Advanced Data Analytics (1) - Phases,Types,Scales of Measurement and Operations
Outline:
- Data Analysis Phases
- Different types of data
- Scales of Measurement
- Operations in Different Scales
1. Data Analysis Phases
Preparation → Preprocessing → Analysis → Postprocessing
Preparation: assess and select data
- Planning
- Data collection
- Feature generation
- Data selection
Preprocessing: clean and filter the data
- Cleaning
- Filtering
- Completion
- Correction
- Standardization
- Transformation
Analysis: visualize and analyze the data
- Visualization
- Correlation
- Regression
- Forecasting
- Classification
- Clustering
Postprocessing: the analysis results are interpreted and evaluated
- Interpretation
- Documentation
- Evaluation
2. Different types of data
Data is a collection of measurement or observations. In general, we have two different types of data: qualitative and quantitate.
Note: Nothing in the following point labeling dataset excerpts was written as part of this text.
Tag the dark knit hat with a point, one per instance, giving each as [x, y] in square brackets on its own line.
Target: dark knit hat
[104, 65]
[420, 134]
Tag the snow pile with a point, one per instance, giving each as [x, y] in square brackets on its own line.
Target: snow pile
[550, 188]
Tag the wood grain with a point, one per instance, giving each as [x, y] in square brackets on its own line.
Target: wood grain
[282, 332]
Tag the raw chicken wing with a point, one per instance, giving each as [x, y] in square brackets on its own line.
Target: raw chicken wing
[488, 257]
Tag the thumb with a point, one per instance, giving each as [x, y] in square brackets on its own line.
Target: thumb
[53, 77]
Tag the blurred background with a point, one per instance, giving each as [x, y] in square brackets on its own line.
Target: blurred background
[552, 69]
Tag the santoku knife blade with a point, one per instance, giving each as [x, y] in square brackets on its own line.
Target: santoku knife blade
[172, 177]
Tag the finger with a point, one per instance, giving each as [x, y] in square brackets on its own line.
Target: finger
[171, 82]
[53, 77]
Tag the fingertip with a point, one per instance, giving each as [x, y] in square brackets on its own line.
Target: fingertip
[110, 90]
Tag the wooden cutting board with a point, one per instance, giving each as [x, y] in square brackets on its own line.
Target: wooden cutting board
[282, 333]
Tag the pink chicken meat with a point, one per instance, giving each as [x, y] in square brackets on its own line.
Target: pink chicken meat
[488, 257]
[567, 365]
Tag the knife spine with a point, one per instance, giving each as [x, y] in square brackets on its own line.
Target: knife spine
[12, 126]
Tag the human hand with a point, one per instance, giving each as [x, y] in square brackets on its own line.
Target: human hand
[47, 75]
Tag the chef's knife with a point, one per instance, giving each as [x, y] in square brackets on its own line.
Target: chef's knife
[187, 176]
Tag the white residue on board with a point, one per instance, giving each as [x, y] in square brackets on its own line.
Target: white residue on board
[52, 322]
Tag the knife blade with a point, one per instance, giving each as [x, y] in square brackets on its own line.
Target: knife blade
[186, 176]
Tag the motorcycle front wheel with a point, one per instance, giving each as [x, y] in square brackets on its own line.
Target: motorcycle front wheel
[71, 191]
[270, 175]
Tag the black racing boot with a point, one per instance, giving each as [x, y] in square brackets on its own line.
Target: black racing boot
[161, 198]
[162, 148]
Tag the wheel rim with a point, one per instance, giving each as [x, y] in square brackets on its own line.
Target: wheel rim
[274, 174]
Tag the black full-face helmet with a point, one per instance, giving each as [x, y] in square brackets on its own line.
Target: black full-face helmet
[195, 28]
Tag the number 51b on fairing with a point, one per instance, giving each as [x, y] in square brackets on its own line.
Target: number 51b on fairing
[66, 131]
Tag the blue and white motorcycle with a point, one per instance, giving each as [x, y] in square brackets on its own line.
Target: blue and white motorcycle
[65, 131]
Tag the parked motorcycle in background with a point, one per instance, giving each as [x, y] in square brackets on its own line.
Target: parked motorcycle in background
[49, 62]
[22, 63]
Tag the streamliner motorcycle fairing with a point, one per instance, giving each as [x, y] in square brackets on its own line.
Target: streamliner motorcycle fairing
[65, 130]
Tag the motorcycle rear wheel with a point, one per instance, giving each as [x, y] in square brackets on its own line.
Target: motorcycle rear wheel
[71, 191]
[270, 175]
Quantitative (numerical) data
Quantitative, or numerical, data can be broken down into two types:
- Discrete data: counting, e.g., the number of pets one person have
- Continuous data: measuring, e.g., the length of the pet
Qualitative (categorical) data
describes the qualities of data points and is non-numerical
3. Scales of Measurement
| Scales of Measurement | Destrciption |
|---|---|
| Nominal | Categories (no ordering or direction) |
| Ordinal | Ordered Categories (rankings, order, or scaling) |
| Interval | Differences between measurements but no true zero |
| Ratio | Differences between measurements , true zero exists |
Nominal Scale
-
Qualitative/Categorical
-
Order does not matter
-
Example: Names, Colors, Labels, Gender, etc
- For example, we surveyed 10 individuals, 5 says red is the favourite colour, 3 chose Blue, and 2 chose Green. One way to use it is to calculate frequency distribution • Another way to use the data is to use mode: defines as the value that occurs most frequently; In our example, the mode of the survey is Red
Ordinal Scale
-
Ranking/Placement
-
The order matters
-
Differences can not be measured
-
Example: 1st, 2nd, 3rd award in the Olympics
- For example, 1st place finished race around 4m53s to finish, 2nd place finished race around 4m56s, and 3rd place finished race around 6m • If we have 10 respondents on a question “Climate change is England’s most serious environmental problem” • 1=strongly agree, 2 = agree, 3 = unsure, 4 = disagree, 5 = strongly disagree • Assume we get 1 person said 1, 2 persons said 2, 3 persons said 3, 4 persons said 4, and the remaining 90 said 5 • Median is 5, which means at least 50% of the respondents strongly disagree the question (central tendency)
Interval Scale
-
The order matters
-
Difference can be measured
-
No True “0” starting point
-
Example, time, temperature
- Differences can be measured • Temperate: 10 °C, 20 °C, 30 °C • The difference is 10 °C • However, ratios can not be measured, we can not say 30 °C is three times hotter than 10 °C
Mean, Median, Mode, Standard Deviation
- 21, 23, 42, 56, 65, 77, 189, 21, 32 • The mean is the average of a data set • The median is the middle of a data set • The mode is the most common number in a dataset • Standard deviation is a measure of the amount of variation of a set of values • A low standard deviation: values tend to be close to the mean • A high standard deviation: values are spread out over a wider range
Ratio Scale
-
The order matters
-
Difference are measurable
-
Contains a “0” starting point
-
Example: weight, height
- Contains a true “0” • Weight, height • Example: Grades: 70, 30, 56, 82, 90 • Order matters: 30, 56, 70, 82, 90 • Difference can be measured • 56 – 30 = 26 • 70- 56 = 14 • Measure the ratio • 90/30 = 3: means the highest score is three times higher than the lowest score • True “0” starting point: student did not answer any question or did not answer anything right
4.Operations in Different Scales
| Operation | Nominal | Ordinal | Interval | Ratio |
|---|---|---|---|---|
| Frequency distribution | Y | Y | Y | Y |
| Mode | Y | Y | Y | Y |
| Median | N | Y | Y | Y |
| Addition and subtraction | N | N | Y | Y |
| Mean, standard deviation | N | N | Y | Y |
| Multiplication and division | N | N | N | Y |
| Ratios, coefficient of variation | N | N | N | Y |
| Geometric mean | N | N | N | Y |
Last updated date: 2023/11/10